Thierry Michel : C’est très dif­fi­cile, c’est par étapes. C’est tou­jours la phase un peu dépres­sive du réa­li­sa­teur mais c’est pour le bien du film. Il y a le fait qu’un film ne peut durer qu’1h30, qu’il y a une dra­ma­tur­gie, qu’il faut alter­ner les grands moments d’émotion tra­gi­que et avoir ce procès dans ses dimen­sions dra­ma­ti­ques et congo­lai­ses. Il y a des moments forts et des choses plus secondai­res. Il y a des choses que je regret­te­rai tou­jours mais je pense que le film doit arri­ver à une durée sup­por­ta­ble par un public, il doit avoir son rythme, son effi­ca­cité et sa ten­sion dra­ma­ti­que. Là où j’ai été plus faible en images parce qu’il n’y en a pas, c’est l’autop­sie. Je ne pou­vais même pas ache­ter des archi­ves. Je n’ai pas voulu en parler dans un com­men­taire qui aurait redonné un ton jour­na­lis­ti­que au film. Je vou­lais rester dans un film qui repré­sente les cou­lis­ses d’un théâ­tre du monde.

Comment jus­ti­fiez-vous l’uti­li­sa­tion d’une musi­que empa­thi­que ?

Thierry Michel : C’était un choix. On m’a déjà posé la ques­tion « Pourquoi pas une musi­que afri­caine ? »... Non, j’ai voulu uni­ver­sa­li­ser le propos.
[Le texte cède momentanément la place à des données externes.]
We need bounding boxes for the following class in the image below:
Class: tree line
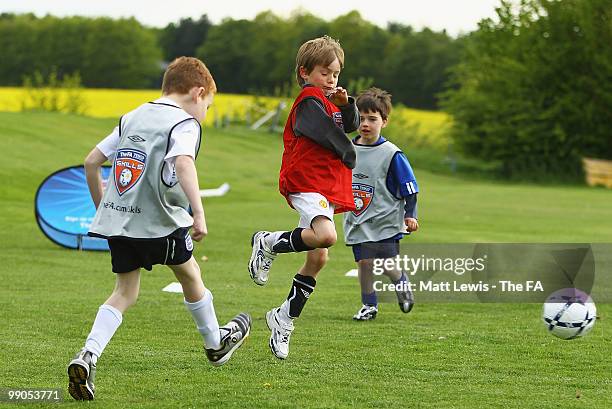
[0,13,160,89]
[2,0,609,180]
[0,11,459,109]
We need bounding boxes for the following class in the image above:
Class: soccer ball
[542,288,597,340]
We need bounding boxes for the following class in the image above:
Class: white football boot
[353,304,378,321]
[265,308,294,359]
[248,231,277,286]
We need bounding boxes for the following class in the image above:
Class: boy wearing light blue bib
[67,57,251,401]
[343,88,419,320]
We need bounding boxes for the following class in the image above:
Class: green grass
[0,111,610,408]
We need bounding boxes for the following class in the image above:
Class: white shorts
[289,192,335,229]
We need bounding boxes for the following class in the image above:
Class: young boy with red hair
[67,57,251,400]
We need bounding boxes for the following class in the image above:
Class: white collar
[154,97,181,108]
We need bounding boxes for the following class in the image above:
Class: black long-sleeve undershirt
[294,96,359,169]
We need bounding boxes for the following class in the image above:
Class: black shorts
[107,228,193,273]
[351,238,401,262]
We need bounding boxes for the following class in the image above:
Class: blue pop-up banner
[35,166,110,251]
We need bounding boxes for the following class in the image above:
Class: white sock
[84,304,123,359]
[184,289,221,350]
[279,300,294,323]
[265,231,285,249]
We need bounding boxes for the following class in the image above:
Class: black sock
[285,274,316,318]
[271,228,314,253]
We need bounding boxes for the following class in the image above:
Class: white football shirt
[96,97,200,185]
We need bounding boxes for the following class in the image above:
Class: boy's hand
[191,211,208,242]
[329,87,349,107]
[405,217,419,233]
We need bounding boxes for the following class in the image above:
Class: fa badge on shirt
[332,112,344,129]
[352,183,374,216]
[114,149,147,196]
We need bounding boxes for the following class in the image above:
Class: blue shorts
[350,238,401,262]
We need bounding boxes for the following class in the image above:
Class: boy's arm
[339,97,360,133]
[85,126,120,208]
[84,147,108,209]
[386,152,419,232]
[404,195,419,232]
[294,99,356,168]
[404,194,418,218]
[386,152,419,198]
[175,155,207,242]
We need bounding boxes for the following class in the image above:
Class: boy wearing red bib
[248,36,359,359]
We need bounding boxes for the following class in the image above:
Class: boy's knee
[311,216,337,248]
[317,231,337,248]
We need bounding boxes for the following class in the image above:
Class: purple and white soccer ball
[542,288,597,340]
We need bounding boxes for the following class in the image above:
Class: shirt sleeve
[294,98,357,169]
[339,96,360,133]
[404,195,418,219]
[386,151,419,219]
[96,126,120,160]
[386,151,419,198]
[164,119,201,161]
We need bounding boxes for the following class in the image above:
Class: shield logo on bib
[352,183,374,216]
[114,149,147,196]
[332,112,344,129]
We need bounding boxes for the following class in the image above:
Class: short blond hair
[295,36,344,86]
[162,56,217,95]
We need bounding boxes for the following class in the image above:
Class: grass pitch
[0,112,610,408]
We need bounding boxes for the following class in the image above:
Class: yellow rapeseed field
[0,87,451,148]
[388,105,452,150]
[0,87,285,125]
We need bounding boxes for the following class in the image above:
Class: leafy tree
[248,12,294,92]
[196,18,255,93]
[0,14,39,85]
[0,15,162,88]
[34,16,90,79]
[289,11,329,45]
[81,18,162,88]
[159,14,212,60]
[328,11,390,87]
[380,26,459,109]
[442,0,612,179]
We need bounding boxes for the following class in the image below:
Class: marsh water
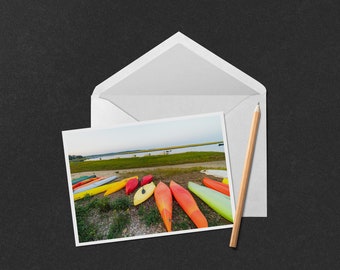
[85,143,225,161]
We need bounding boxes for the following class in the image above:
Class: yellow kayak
[133,182,156,206]
[222,178,229,185]
[104,176,138,196]
[74,178,125,201]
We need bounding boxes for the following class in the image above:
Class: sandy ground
[71,160,226,179]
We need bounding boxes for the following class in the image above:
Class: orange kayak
[154,182,172,232]
[170,180,208,228]
[202,177,230,196]
[72,177,98,190]
[71,174,96,185]
[73,177,104,192]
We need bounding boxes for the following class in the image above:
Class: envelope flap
[93,32,266,98]
[107,95,251,121]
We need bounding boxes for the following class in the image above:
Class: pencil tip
[255,103,261,112]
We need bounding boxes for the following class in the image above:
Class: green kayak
[71,175,96,185]
[188,182,233,223]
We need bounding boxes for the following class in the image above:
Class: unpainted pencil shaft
[229,104,261,248]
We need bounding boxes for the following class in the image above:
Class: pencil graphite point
[255,103,260,112]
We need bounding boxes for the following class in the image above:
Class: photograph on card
[62,112,235,246]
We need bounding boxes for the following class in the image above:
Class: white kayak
[73,176,118,194]
[200,169,228,179]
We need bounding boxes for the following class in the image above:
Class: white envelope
[90,32,267,217]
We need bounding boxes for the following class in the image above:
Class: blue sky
[63,113,225,156]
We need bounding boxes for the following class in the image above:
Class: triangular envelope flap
[91,98,137,128]
[93,32,266,99]
[99,44,257,98]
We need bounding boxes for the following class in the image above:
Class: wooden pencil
[229,103,261,248]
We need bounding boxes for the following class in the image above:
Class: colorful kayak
[154,182,172,232]
[202,177,230,196]
[133,182,156,206]
[200,170,228,179]
[125,178,139,194]
[141,175,153,186]
[74,176,118,194]
[71,175,96,185]
[188,182,233,223]
[104,176,137,196]
[170,181,208,228]
[222,178,229,185]
[74,179,126,201]
[73,177,104,192]
[72,177,98,190]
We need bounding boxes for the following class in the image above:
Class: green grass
[138,205,161,226]
[75,196,133,242]
[95,197,112,212]
[111,197,131,211]
[77,218,99,242]
[70,151,225,173]
[173,221,190,231]
[107,212,130,239]
[75,204,101,242]
[172,202,194,231]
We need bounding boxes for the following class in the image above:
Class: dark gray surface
[1,1,339,269]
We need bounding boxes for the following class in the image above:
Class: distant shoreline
[76,141,224,160]
[70,151,226,174]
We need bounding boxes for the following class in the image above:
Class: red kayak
[72,177,97,190]
[170,180,208,228]
[73,177,104,192]
[141,175,153,186]
[202,177,230,196]
[125,178,139,194]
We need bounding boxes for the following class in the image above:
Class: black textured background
[1,1,339,269]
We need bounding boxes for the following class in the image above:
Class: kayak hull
[222,178,229,185]
[72,177,99,189]
[74,179,123,201]
[73,177,104,192]
[71,175,96,185]
[133,182,156,206]
[188,182,233,223]
[202,177,230,196]
[104,176,137,196]
[200,170,228,179]
[125,178,139,194]
[74,176,117,194]
[141,175,153,186]
[154,182,172,232]
[170,180,208,228]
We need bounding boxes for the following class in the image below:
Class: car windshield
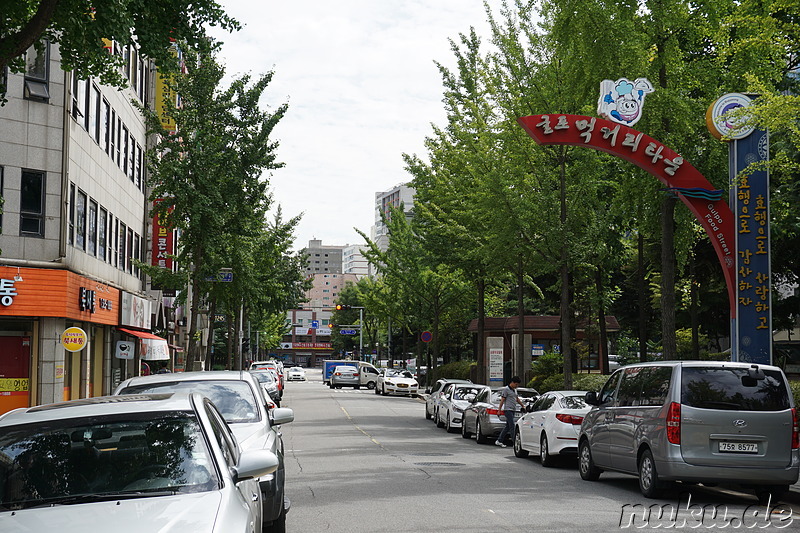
[386,370,413,379]
[251,372,276,385]
[560,395,588,409]
[681,367,791,411]
[289,368,303,372]
[119,381,261,423]
[453,387,483,401]
[335,367,356,373]
[0,411,219,511]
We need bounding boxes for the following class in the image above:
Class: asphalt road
[279,369,799,532]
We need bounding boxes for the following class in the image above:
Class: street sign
[421,331,432,343]
[206,271,233,282]
[531,344,545,357]
[311,320,319,329]
[340,329,357,335]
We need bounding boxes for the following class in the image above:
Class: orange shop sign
[0,267,120,325]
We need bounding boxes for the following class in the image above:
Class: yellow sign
[61,327,88,352]
[154,47,179,132]
[0,378,28,392]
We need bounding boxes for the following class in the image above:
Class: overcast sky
[211,1,494,251]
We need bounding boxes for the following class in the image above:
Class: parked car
[329,365,360,389]
[376,369,419,396]
[461,387,539,444]
[251,370,281,407]
[578,361,800,501]
[114,371,293,531]
[437,384,489,433]
[514,390,590,466]
[286,366,306,381]
[425,378,472,421]
[0,392,279,533]
[251,361,285,395]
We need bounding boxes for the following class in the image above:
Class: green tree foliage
[0,0,237,98]
[139,39,302,367]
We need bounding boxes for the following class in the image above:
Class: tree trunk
[187,246,203,371]
[660,195,678,360]
[476,277,486,384]
[690,252,699,359]
[596,268,608,374]
[560,155,573,388]
[226,312,234,370]
[205,300,216,369]
[516,256,525,379]
[638,233,648,362]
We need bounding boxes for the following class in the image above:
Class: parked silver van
[579,361,800,500]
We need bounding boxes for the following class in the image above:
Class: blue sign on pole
[732,129,771,365]
[340,329,357,335]
[311,320,319,329]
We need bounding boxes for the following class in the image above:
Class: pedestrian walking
[495,376,526,448]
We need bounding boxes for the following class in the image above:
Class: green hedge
[530,373,610,393]
[429,361,476,383]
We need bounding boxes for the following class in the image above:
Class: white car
[114,371,294,531]
[514,390,590,466]
[0,392,279,533]
[425,378,472,420]
[376,369,419,396]
[286,367,306,381]
[436,384,488,433]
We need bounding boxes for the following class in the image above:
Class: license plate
[719,441,758,453]
[398,384,408,388]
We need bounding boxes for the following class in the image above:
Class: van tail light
[792,408,799,450]
[353,373,359,377]
[666,402,681,445]
[555,413,584,425]
[486,408,501,416]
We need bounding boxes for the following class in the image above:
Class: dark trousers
[497,410,515,442]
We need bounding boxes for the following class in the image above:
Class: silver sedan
[0,392,278,532]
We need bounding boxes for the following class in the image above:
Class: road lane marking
[340,406,386,450]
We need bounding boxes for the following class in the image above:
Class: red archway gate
[518,114,735,313]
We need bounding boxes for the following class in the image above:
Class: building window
[128,133,135,181]
[88,84,99,142]
[118,222,126,269]
[101,99,110,152]
[75,190,86,249]
[116,117,122,166]
[20,170,45,237]
[121,126,129,175]
[72,78,86,121]
[109,109,116,157]
[134,233,141,277]
[113,217,119,267]
[99,207,107,261]
[135,143,143,189]
[67,183,74,244]
[24,40,50,101]
[87,200,97,256]
[127,227,133,272]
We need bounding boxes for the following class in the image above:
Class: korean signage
[152,199,175,270]
[732,129,771,364]
[154,47,178,132]
[121,292,152,329]
[290,342,332,349]
[0,278,18,306]
[61,327,87,352]
[518,114,736,311]
[489,348,504,382]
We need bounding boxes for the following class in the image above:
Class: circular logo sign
[706,93,755,141]
[420,331,433,343]
[61,327,87,352]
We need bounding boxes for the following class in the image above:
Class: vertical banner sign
[733,130,771,364]
[152,199,174,270]
[154,47,178,133]
[707,93,772,365]
[489,348,504,383]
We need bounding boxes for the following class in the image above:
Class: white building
[370,183,415,275]
[342,244,368,278]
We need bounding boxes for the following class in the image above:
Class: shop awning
[118,327,169,361]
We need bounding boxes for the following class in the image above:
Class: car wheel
[514,430,529,458]
[425,405,432,419]
[461,418,472,438]
[579,440,601,481]
[435,410,445,428]
[335,385,342,389]
[355,385,360,390]
[445,412,456,433]
[756,485,788,505]
[328,382,333,389]
[540,433,554,467]
[367,381,376,390]
[638,449,664,498]
[475,419,490,444]
[375,385,381,395]
[381,385,388,396]
[264,504,286,533]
J’ai pris des cordes, des sons grin­çants. Il y a des musi­ques qui sou­tien­nent l’émotion, sur les veuves par exem­ple, et qui par­ti­ci­pent à l’empa­thie que j’ai avec elles. Il y a des musi­ques dis­tan­ciées qui vien­nent poser un regard cri­ti­que sur des moments où il faut sou­li­gner le men­songe. Je suis dans un regis­tre plus clas­si­que, un peu opéra. Il y a aussi des musi­ques iro­ni­ques qui créent un effet comi­que à plu­sieurs moments.

Après Mobutu roi du Zaïre, Congo River et Katanga Business, com­ment défi­ni­riez-vous votre regard sur le Congo et qu’essayez-vous de défen­dre avec L’affaire Chebeya ?
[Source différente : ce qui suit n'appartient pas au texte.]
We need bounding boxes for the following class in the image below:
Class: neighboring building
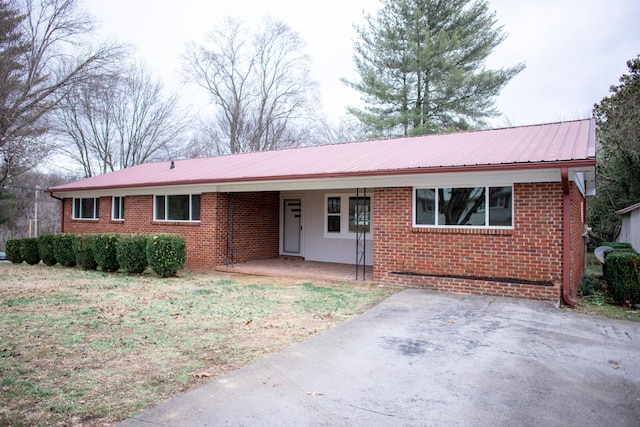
[616,202,640,252]
[47,119,597,306]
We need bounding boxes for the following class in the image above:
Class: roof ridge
[173,118,596,164]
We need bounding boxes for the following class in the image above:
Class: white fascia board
[51,184,218,199]
[51,168,571,198]
[215,168,562,192]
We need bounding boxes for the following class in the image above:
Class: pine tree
[343,0,524,137]
[589,55,640,242]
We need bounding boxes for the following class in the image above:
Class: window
[325,194,372,237]
[154,194,201,221]
[73,197,99,220]
[349,197,370,233]
[112,196,124,220]
[414,186,512,227]
[327,197,341,233]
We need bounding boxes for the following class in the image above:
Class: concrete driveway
[120,290,640,426]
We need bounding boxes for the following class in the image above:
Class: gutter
[46,159,597,194]
[561,167,576,307]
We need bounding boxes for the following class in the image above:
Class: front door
[283,198,302,254]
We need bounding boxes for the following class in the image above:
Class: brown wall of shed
[61,192,280,269]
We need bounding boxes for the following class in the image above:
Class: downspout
[561,168,576,307]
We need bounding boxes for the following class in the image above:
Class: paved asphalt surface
[120,290,640,426]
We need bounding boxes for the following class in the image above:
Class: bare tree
[0,170,66,247]
[0,0,124,185]
[311,114,368,145]
[56,63,191,177]
[183,17,317,155]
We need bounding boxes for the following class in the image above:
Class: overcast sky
[86,0,640,128]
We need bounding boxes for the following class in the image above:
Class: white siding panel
[281,190,373,265]
[619,209,640,252]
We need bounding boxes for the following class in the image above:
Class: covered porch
[216,258,374,283]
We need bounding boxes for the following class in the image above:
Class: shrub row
[4,233,186,277]
[603,243,640,306]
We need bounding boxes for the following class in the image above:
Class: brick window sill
[411,227,513,236]
[151,221,201,227]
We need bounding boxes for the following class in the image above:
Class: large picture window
[73,197,99,220]
[414,186,512,227]
[154,194,201,221]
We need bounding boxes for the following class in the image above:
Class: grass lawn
[0,263,395,426]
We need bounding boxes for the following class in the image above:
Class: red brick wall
[373,183,567,302]
[61,192,279,269]
[214,192,280,265]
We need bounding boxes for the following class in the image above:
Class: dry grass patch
[0,263,394,426]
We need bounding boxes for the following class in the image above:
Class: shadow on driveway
[120,290,640,426]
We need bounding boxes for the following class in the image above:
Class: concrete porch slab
[216,259,374,283]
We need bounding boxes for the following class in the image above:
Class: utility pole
[34,186,39,238]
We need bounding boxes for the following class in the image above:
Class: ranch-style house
[47,119,596,306]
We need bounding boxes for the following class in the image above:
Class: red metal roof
[49,119,596,192]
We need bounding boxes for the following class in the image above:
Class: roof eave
[46,159,596,195]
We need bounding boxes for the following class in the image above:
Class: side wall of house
[373,182,565,302]
[61,192,280,270]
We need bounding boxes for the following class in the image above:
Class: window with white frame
[154,194,201,221]
[414,186,513,227]
[325,194,371,237]
[72,197,99,220]
[327,196,341,233]
[112,196,124,220]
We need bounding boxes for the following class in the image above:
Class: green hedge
[54,234,77,267]
[75,235,97,270]
[8,232,189,279]
[20,238,40,265]
[117,234,149,274]
[93,233,121,272]
[38,234,57,266]
[602,242,634,251]
[604,250,640,306]
[146,234,186,277]
[5,239,23,264]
Thierry Michel : Je pense que c’est au spec­ta­teur de défi­nir ce que je fais. Je n’aime pas trop que le réa­li­sa­teur fasse l’exé­gèse de son propre tra­vail. Les lec­tu­res sont plu­riel­les. Les Congolais vont voir des choses, par­fois même dans le lan­gage, qu’un Belge ne verra pas. Ils vont com­pren­dre la sub­ti­lité des bas­cu­le­ments du fran­çais vers le swa­hili, le chi­luba ou le lin­gala. J’essaie tou­jours de faire des films où je ne donne pas de leçon, où je ne dis pas le bien du mal, où j’essaie de poin­ter les grands moments de vérité pour que le spec­ta­teur puisse faire son propre che­mi­ne­ment et son propre juge­ment. Il y a le ver­dict que le tri­bu­nal a fait qui est une vérité judi­ciaire mais ce n’est qu’une demi-vérité. La vérité ultime, comme disait Démocrite, est au fond du puits et le puits d’un crime d’état est un puits très pro­fond. Néanmoins je pense qu’à tra­vers ce film, chaque spec­ta­teur se fait son propre ver­dict en son âme et cons­cience .

Il vous est sou­vent arrivé de ne pas être sélec­tionné dans cer­tai­nes com­pé­ti­tions parce que vous étiez Belge et non Congolais. Qu’en dites-vous aujourd’hui ?

Thierry Michel : Oh, il y a cette vieille ques­tion... Dans un débat où se posait à nou­veau cette ques­tion de la légi­ti­mité du Blanc qui filme les Noirs, un oppo­sant congo­lais his­to­ri­que a dit : « La ques­tion de la cou­leur de peau de Thierry Michel n’est pas un pro­blème, il suffit d’aller ache­ter du cirage pour résou­dre la ques­tion très rapi­de­ment. Il a le cou­rage de le faire, il tra­vaille avec nous, il tra­vaille pour nous, arrê­tons ces que­rel­les cor­po­ra­tis­tes ».